Quoique l’implication primaire du système gastointestinal est assez rare, une vascularite mésentérique peut mener à un infarctus intestinal, qui est souvent fatal pour les personnes atteintes. D’autres manifestations gastrointestinales sont fréquemment observées chez les personnes atteintes d’arthrite rhumatoïdes, telles que des saignements et des perforations intestinaux, mais ces manifestations sont typiquement iatrogènes, c’est-à-dire qu’elles sont des effets secondaires du traitement prescrit (Cojocaru et al., 2010). Les manifestations gastrointestinales sont souvent accompagnées de manifestations rénales, également iatrogènes.

Les manifestations neurologiques principales sont la polyneuropathie diffuse du système nerveux périphérique, ainsi que la mononévrite multiple, causées par la vascularite des petits vaisseaux sanguins irriguant les nerfs (Ramos-Remus et al., 2012). Les personnes atteintes d’arthrite rhumatoïde ont également un risque accru de désordres psychologiques, spécifiquement l’anxiété et la dépression, associées à la perte de la capacité à effectuer les activités quotidiennes et que la perception de la maladie par le patient (Gettings, 2010).

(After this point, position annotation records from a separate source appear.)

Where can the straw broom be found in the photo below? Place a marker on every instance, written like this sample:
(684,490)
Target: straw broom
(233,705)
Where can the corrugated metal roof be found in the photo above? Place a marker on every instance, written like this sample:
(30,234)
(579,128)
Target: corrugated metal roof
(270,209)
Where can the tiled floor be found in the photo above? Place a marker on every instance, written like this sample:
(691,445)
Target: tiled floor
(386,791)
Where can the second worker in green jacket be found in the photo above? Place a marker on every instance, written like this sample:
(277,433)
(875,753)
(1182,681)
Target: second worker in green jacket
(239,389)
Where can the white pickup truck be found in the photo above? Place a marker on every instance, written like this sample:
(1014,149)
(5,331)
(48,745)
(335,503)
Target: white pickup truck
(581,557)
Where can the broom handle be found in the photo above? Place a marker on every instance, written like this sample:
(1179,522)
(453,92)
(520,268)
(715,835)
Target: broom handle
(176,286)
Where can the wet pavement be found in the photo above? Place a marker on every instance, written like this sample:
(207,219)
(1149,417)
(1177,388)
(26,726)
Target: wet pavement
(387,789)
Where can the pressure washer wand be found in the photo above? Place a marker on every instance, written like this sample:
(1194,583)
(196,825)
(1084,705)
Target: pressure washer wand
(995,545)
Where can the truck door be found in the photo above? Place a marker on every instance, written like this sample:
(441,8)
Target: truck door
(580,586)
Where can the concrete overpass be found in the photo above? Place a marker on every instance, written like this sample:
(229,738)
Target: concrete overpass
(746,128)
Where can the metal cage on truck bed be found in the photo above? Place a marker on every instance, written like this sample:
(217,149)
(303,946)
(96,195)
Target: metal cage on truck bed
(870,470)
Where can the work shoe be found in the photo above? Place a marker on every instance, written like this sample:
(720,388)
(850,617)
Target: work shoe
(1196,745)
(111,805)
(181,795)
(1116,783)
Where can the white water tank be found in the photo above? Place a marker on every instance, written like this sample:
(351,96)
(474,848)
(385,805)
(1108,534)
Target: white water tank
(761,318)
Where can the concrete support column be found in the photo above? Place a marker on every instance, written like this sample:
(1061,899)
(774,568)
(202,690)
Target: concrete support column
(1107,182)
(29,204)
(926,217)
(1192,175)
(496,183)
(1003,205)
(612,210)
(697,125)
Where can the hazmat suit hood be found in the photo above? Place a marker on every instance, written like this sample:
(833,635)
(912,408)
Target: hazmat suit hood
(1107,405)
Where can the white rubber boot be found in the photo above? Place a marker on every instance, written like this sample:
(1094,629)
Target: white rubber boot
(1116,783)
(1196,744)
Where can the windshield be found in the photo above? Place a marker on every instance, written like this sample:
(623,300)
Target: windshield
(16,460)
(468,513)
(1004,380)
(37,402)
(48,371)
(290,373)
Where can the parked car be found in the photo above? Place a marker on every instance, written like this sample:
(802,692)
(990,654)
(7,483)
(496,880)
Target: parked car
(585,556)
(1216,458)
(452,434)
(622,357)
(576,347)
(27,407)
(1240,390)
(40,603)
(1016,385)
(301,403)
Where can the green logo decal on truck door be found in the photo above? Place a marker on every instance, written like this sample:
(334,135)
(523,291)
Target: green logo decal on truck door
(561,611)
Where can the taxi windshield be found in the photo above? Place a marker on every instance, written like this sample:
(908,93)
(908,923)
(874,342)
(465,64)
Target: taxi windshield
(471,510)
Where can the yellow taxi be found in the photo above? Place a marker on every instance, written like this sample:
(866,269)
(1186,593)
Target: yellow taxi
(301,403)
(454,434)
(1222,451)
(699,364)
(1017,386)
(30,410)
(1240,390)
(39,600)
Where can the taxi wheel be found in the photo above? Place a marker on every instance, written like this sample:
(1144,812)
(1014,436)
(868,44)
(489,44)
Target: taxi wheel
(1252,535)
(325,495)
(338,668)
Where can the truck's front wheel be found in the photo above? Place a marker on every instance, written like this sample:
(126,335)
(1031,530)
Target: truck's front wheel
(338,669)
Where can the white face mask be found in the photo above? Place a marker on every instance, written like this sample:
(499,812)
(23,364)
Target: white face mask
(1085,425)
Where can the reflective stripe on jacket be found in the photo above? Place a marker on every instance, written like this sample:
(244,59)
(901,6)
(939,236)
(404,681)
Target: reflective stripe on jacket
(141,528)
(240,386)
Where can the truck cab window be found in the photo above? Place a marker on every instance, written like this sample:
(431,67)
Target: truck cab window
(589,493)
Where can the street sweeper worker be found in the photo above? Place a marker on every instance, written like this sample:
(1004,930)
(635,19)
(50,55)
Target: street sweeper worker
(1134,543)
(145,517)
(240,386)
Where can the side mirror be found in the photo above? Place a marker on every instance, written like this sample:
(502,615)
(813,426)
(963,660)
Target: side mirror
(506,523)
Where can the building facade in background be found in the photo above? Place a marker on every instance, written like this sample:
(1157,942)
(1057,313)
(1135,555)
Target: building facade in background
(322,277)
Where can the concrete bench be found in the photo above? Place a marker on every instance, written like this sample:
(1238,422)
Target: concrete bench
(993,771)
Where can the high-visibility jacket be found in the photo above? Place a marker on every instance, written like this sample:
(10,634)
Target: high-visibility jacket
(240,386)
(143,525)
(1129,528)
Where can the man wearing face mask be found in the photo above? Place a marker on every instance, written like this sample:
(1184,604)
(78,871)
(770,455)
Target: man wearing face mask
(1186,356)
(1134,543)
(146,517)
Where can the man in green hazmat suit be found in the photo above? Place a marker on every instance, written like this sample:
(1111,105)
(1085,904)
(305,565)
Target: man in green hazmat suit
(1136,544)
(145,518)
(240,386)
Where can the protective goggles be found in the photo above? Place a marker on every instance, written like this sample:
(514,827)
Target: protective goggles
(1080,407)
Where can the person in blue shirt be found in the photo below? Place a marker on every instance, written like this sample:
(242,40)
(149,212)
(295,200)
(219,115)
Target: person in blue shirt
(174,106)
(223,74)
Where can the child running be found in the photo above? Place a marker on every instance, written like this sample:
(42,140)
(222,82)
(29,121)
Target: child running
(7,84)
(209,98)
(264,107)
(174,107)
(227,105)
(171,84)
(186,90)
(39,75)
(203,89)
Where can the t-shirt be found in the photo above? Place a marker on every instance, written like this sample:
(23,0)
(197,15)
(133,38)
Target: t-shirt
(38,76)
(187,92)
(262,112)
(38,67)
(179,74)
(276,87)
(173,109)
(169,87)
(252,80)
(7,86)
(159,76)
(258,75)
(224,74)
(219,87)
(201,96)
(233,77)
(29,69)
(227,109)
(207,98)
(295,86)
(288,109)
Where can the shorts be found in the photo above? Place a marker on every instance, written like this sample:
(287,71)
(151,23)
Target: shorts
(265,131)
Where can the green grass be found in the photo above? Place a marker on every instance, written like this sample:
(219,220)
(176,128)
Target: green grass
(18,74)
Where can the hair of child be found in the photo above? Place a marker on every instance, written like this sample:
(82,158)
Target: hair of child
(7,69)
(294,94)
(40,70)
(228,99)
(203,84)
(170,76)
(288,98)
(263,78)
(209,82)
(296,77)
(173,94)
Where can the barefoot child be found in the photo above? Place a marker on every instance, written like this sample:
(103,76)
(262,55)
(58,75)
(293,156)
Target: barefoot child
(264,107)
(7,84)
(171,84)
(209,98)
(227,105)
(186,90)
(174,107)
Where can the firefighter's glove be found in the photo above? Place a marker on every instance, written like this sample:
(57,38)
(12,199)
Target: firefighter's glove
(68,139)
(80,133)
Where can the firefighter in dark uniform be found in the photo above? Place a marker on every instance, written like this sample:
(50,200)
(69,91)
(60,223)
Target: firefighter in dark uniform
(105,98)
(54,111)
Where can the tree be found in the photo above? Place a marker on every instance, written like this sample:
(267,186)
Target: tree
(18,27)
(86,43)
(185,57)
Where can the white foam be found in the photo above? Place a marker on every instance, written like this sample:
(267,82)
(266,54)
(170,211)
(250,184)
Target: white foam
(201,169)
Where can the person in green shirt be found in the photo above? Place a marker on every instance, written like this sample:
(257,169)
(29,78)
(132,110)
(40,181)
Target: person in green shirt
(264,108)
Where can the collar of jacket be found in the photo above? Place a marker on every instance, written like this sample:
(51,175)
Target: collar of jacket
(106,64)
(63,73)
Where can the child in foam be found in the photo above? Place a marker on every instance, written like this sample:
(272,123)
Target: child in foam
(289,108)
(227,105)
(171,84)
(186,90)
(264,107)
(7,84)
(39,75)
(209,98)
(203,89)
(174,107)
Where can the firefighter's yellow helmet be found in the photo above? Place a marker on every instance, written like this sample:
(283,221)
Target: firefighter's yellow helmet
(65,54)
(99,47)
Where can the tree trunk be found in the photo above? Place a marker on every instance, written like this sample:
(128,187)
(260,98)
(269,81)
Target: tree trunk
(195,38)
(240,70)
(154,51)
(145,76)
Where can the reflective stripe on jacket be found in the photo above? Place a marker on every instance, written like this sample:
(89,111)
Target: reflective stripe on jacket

Les manifestations hématologiques de l’arthrite rhumatoïde incluent l’anémie, généralement causée par l’activité multifactorielle de la maladie, par les saignements gastrointestinaux iatrogènes et dus à la malnutrition, ou par la suppression de la moelle osseuse et l’érythropoïèse inadéquate associés à la nature immunosuppressive des traitements (Cojocaru

et al., 2010). Sont également observées chez un nombre important de patients la neutropénie,

la thrombocytopénie, et l’éosinophilie généralement associées aux traitements immunosuppressifs.

Les personnes atteintes d’arthrite rhumatoïde sont à risque élevé de développer des hématopathies malignes, spécifiquement des lymphomes. Plusieurs mécanismes ont été postulés, notamment des dérangements dans la sélection clonale des lymphocytes B, dans

l’immunosurveillance suite à des facultés affaiblies des lymphocytes T régulateurs, ainsi qu’au malfonctionnement des cellules NK. Les personnes atteintes de syndrome de Sjögren secondaire à l’arthrite rhumatoïde sont à risque accru de développer des lymphomes non- hodgkiniens. Les mécanismes menant à cette association ont trait à la surstimulation chronique des lymphocytes B, menant à l’augmentation de la fréquence des mutations oncogènes et ainsi à un malfonctionnement des checkpoints de l’activation des lymphocytes B, menant éventuellement à la transformation en une lignée maligne.

Pour conclure cette section, les personnes atteintes de manifestations extra-articulaires et de complications systémiques de l’arthrite rhumatoïde ont un risque élevé de morbidité et de mortalité prématurées. Il n’existe présentement pas de prédicteurs fiables indépendants pour les manifestations extra-articulaires, et ces dernières indiquent généralement un pronostic négatif. Par contre, nous observons une diminution de la prévalence des manifestations extra- articulaires au fil du temps; le motif temporel de cette réduction suggère que le traitement

disease-modifying de l’arthrite rhumatoïde exerce également une fonction importante sur les

manifestations extra-articulaires et les complications systémiques.